Milk Chocolate contains 20 mg of caffeine per 100 g. That is about 21% of the caffeine in a typical 8 oz cup of brewed coffee (about 95 mg).
Milk Chocolate Caffeine Content by Serving
Figures are for Milk chocolate (Generic (USDA reference)).
| Serving | Volume | Caffeine | Per 100 ml | Level |
|---|---|---|---|---|
| 100 g | - | 20 mg | - | Low |
| 1.55 oz bar (43 g) | - | 9 mg | - | Low |
Source: caffeine figures from USDA FoodData Central, FDC ID 167587 (SR Legacy, Candies, milk chocolate), accessed 2026-06-11. Values can vary by batch, location, and preparation; check the label or the source for the latest figures.
How Milk Chocolate Compares to Coffee
At 20 mg per 100 g, Milk Chocolate delivers about 21% of the caffeine in a typical 8 oz cup of brewed coffee (about 95 mg).
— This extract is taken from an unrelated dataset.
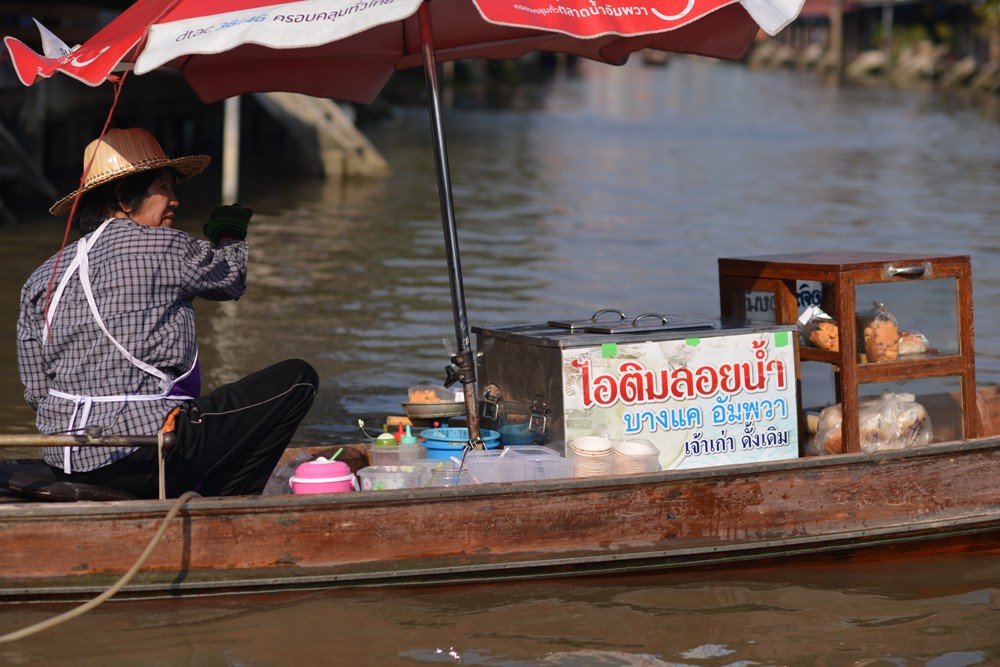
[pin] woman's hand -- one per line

For a wider comparison across drinks, try the caffeine comparison tool or browse the full caffeine database.
When to Stop Eating Milk Chocolate Before Bed
100 g of Milk Chocolate (20 mg) stays under the 50 mg sleep-ready threshold from the first sip, so a normal serving is unlikely to delay sleep on its own. Multiple servings stack, though: caffeine's median half-life is about 5 hours, so a second or third serving in the afternoon can still add up past 50 mg by bedtime.
The Milk Chocolate sleep cutoff page has last-call times for four bedtimes, and the caffeine half-life calculator personalizes the curve to your metabolism.